Ebedî rahmet yeri cennete ulaşmak için; yegâne Rahîm olan Allah Teâlâ’nın gönderdiği rahmet programı olan Kur’ân-ı Kerîm’i, özellikle rahmet ayı olan Ramazan’ı rahmeten lil âlemin olarak gönderilen Hz. Peygamber Efendimizi izleyerek uygulamaya çok önem vermek gerekir.
a) Ebedî cennete girmeyi dert edinmek
b) Rahmet programı olan Kur’ân-ı Kerîm’den çok istifadeye önem vermek
c) Ramazan ayını rahmet ayı bilip rahmetten azami derecede istifadeye gayret etmek
d) Peygamber Efendimizi izlemeye çok önem vermek
a) Ebedî cennete girmeyi dert edinmek
Cennete her mü’min imanı sayesinde girecek. Ancak direk girmek için iman, sâlih amel ve takva gerekir. Bu üç esas; iman, sâlih amel ve takva da Allah Teâlâ’nın lütfudur. Çünkü iman yani Allah’ın kalpte hidayet yaratması mahza lütuftur. Sâlih amel ve takva da Allah’ın bizi sâlih amel ve takvaya muvaffak kılmasıyla yine ikramdır.
“Sana gelen iyilik Allah'tandır.”
(Nisâ sûresi 4/79)
Bize gelen en büyük iyilik, imandır sonra imana uygun olan, Allah’ın razı olduğu sâlih amel ve takvaya riayettir.
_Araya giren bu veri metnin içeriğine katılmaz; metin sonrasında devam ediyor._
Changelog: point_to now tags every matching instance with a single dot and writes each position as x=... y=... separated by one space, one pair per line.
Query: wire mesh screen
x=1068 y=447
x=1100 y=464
“İman eden ve sâlih amel işleyenleri, içinde ebedî kalmak üzere, zemininden ırmaklar akan cennetlere koyacağız. Allah, (bu söylenenleri) hak bir söz olarak vâdetti. Söz verme ve onu tutma bakımından kim Allah'tan daha doğru olabilir?”
(Nisâ sûresi 4/122)
“Rabbinizden bir mağfiret ve takvâ sahipleri için hazırlanmış olup genişliği gökler ve yer kadar olan cennete koşun! Onlar (takvâ sahipleri), bollukta da darlıkta da infak edenler (Allah için harcayanlar); öfkelerini yutanlar ve insanları affedenlerdir. Allah muhsinleri/iyilik yapanları sever.”
(Âl-i Imrân sûresi 3/133-134)
Cennete girmeyi dert edinen kişi, en büyük nimet olan imanı ilim, amel, zikir ve fikirle daimî korumaya ve takvaya riayet ederek kemale erdirmeye çalışır. Her an ölüm gelebilir diye hazır ve hazırlıklı olur. Hakk’a ve halka karşı sorumluluklarını yerine getirmeye çalışır.
Cennete girebilmek için cennetlikler arasına girmek gerekir. Bu da ancak iman ve sâlih amelle hâsıl olmaktadır:
“İman edip sâlih amel işleyenleri, muhakkak sâlihler (zümresi) içine katarız.”
(Ankebût sûresi 29/9)
"Ey nefs-i mutmainneye (huzura) kavuşmuş insan! Sen O'ndan hoşnut, O da senden hoşnut olarak Rabbine dön. (Sâlih) kullarım arasına katıl ve cennetime gir.”
(Fecr sûresi 89/27-30)
Bu âyetlerden de anlaşılıyor ki cennete girebilmek için cennetliklerin arasına girmek gerekir.
“Ey iman edenler’ Allah’a karşı takvalı olun (Allah’tan korkun) ve sâdıklarla beraber olun!”